Nearly 50 million children worldwide are refugees or migrants, new report says
Posted September 20, 2016
Children like Alan Kurdi, a 3-year-old Syrian boy whose body was found washed ashore after a boat carrying other migrants capsized in the Mediterranean Sea, and Omran Daqneesh, who was photographed in the back of an ambulance after a bomb devastated his home, have become the faces of the child refugee crisis to those all over the world.
But as shocking as both images of those boys are, recent data shows they are two of nearly 50 million children worldwide who are fleeing or facing extreme violence in their country of birth.
"Uprooted: The growing crisis for refugee and migrant children", a Sept. 7 report by UNICEF, found that children account for more than half of all refugees and migrant around the world. It went on to say that 28 million left because of "violence and insecurity."
Broken down, UNICEF estimates that one in three of all children living outside of their country of birth is a refugee. The report goes on to say that the number of children refugees has doubled to one in every 200 — or .5 percent of — children worldwide since 2005.
Syrian and Afghanistan are the two leading countries from which children are fleeing. UNICEF says Turkey, on the other hand, is "likely the host of the largest number of child refugees in the world."

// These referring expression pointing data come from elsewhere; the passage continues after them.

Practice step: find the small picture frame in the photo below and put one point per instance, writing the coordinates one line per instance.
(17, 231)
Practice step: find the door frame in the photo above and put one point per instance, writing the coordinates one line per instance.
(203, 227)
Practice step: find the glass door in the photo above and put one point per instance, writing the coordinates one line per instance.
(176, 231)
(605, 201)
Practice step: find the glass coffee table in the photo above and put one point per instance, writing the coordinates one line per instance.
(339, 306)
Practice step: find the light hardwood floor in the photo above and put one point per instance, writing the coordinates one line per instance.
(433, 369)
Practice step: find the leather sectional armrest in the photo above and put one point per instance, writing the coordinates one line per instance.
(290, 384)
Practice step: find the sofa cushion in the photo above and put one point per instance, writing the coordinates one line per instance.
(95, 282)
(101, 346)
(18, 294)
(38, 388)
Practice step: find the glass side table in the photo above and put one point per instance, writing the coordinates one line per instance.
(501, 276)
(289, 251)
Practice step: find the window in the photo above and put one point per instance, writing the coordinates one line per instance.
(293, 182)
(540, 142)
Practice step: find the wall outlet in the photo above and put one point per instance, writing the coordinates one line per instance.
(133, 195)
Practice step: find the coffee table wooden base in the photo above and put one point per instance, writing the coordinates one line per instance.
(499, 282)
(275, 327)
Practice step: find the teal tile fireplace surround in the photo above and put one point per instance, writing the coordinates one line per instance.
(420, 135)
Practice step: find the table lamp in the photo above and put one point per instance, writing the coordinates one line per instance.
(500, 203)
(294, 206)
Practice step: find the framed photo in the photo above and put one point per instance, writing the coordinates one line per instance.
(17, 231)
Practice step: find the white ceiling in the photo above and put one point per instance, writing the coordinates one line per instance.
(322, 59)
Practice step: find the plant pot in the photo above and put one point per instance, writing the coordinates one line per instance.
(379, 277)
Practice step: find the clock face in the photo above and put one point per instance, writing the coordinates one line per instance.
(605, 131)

Many of these children fleeing their home country are doing so alone, the report found. In 2015, around 100,000 unaccompanied children applied for asylum in 78 different countries, which UNICEF estimates is three times as many who applied the previous year. The report did not say why there was such a dramatic increase in unaccompanied child migrants.
Child refugees face numerous challenges when migrating, including detention and separation from their families. The report found that while both boys and girls are leaving their homes in equal numbers, they face different dangers. Boys are more likely to be recruited for militant groups, and girls are threatened with sexual violence.
Refugee children are also lacking in educational opportunities, the report points out. Children who are refugees are five times as likely to miss school than their non-refugee counterparts. And in many places, those who do attend school — particularly Muslim refugees and migrants — face discrimination.
UNICEF is asking governments and global leaders to enact policies that would protect these children and prevent separation among families, as well as end the detention of children who enter a country seeking asylum or migrating.
"These children may be refugees, internally displaced or migrants, but first and foremost, they are children: no matter where they come from, whoever they are and without exception," the report said. "Children do not bear any responsibility for the bombs and bullets, the gang violence, persecution, the shriveled crops and low family wages driving them from their homes."